Every crisis reveals a leader; and so it is with Afghanistan. The chaos, anguish and incompetence in Kabul are sweeping away a century of American leadership like a tide going back out to sea. What value are modern instruments of war in the hands of woke innocents who can’t even organize a dignified retreat, much less a victorious national revival? Not much.
As the tide goes out, the true leaders of Afghanistan are revealed, most notably Ahmad Massoud, the 32-year old son of the the “Lion of Panjshir,” Commander Ahmad Shah Massoud. Here he is, looking energetic and competent, boarding a former Afghan Air Force helicopter, along with Amrullah Saleh, Vice President of Afghanistan.
They are gathering all Anti-Taliban commanders in Panjshir, a province still free of the Taliban, and one which historically can be easily defended.
At my initiative, France’s President Macron received him at the Elysée Palace on April 5, 2021.
I was present at that meeting, where the best of France appeared to have a rendezvous with an heir to the noblest anti-totalitarian and anti-fascist struggles of the twentieth and twenty-first centuries.
And I am convinced that, in the new Great Game that lies ahead, it is this young man whom France, Britain and the rest of Europe will have to support.
From his headquarters, Massoud spoke clearly on his goals and ambition:
With my Mujahideen, I intend to resume the struggle.
I call on all free women and men in the world, friends of Afghanistan old and young, to join us in spirit.
I call on all free fighters from all over the country, whatever their origin or ethnicity, to come to our valleys.
I welcome them!
They will be — we will be — the living faces of the Resistance, and, soon enough, of the counteroffensive.
Free Afghanistan has lost Kabul, but it has not lost the war.
I ask you; does this not sound inspiring? Does it not ring with truth and authenticity? At a time when Americans are conflicted and uncertain, this level of clarity is like a mountain stream in a desert. I say conflicted because while most Americans want an end to endless wars, they’re also appalled by the prospect of millions of women being thrown into slavery.
The Taliban are mostly Pashtun. Massoud is Tajik. His father, Ahmad Shah Massoud, was the leader of the Northern Alliance before he was assassinated, and before the Northern Alliance overthrew the Taliban with American help. Ahmad Massoud was 12 when his father died. He went to Iran, then England where he trained for a year at the Royal Military Academy at Sandhurst before obtaining his Master’s degree in International Politics from City, University of London, in 2016.

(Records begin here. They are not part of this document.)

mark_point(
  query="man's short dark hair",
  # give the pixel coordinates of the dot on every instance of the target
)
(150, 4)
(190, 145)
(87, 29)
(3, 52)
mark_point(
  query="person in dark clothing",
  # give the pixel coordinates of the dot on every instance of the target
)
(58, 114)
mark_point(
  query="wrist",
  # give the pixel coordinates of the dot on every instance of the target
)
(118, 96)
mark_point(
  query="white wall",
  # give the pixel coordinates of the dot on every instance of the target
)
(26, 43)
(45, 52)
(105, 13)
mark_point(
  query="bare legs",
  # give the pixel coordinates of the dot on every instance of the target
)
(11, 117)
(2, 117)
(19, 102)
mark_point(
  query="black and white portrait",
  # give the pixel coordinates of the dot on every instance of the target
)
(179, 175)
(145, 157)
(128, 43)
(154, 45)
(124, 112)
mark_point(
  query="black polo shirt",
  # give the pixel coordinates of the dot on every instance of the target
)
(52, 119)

So we have a British military cadet, with a Master’s degree, who speaks fluent French and has met the French President, at the head of the Afghan resistance. One could hardly invent a more attractive antidote to the bearded thugs now in charge of the country.
There’s more, of course there is. When the Soviets retreated from Afghanistan in 1989 they did so by land over the Afghanistan–Uzbekistan Friendship Bridge.
They could do so because they had a deal with the Mujahideen, in particular with one of the key Afghan warlords leading the fight against Soviet forces, none other than Ahmad Shah Massoud. So, to put this in context, Ahmad Massoud’s father was responsible for the neat and tidy exit of Soviet forces from the country. That exit was into Uzbekistan, very near the Tajikistan border. This means something to the Russians, who have long memories.
Assuming Ahmad Massoud isn’t kidnapped or killed in the next few weeks, what could he do to go on the offensive? The key lies in Afghanistan’s ethnic makeup.
To the south, half the country is occupied by Pashtuns, while the north has four main ethnic groups: Tajiks, Hazaras, Uzbeks and Turkmen. If you were to draw a line from the southwest to the northeast directly through Kabul, you’d split the country neatly in half.
Unfortunately for national unity, this mix has made Afghanistan ungovernable because while the Pashtuns are the largest group, they don’t have a majority. In addition the Tajiks, Uzbeks and Turkmen are backed up across the border by actual countries of their own ethnicities: Tajikistan, Uzbekistan, and Turkmenistan.
So, while the minorities in Afghanistan are smaller than the Pashtuns, their allies outside the country are larger.
They are also more inclined to cooperate with each other. The Uzbeks and Hazaras joined with the Tajiks, under Massoud’s father to form the Northern Alliance two decades ago. Now an effort is underway in the Panjshir valley to do the same a second time.
This could result in a united Northern Afghanistan, and a united southern Pashtunistan, two countries based on ethnic nationalism rather than woke multiculturalism.
Will Massoud be successful at pulling this off? We don’t know, but we do know he has the brains, the family history, the training, the connections and the redoubt to try. That’s a lot, don’t you think?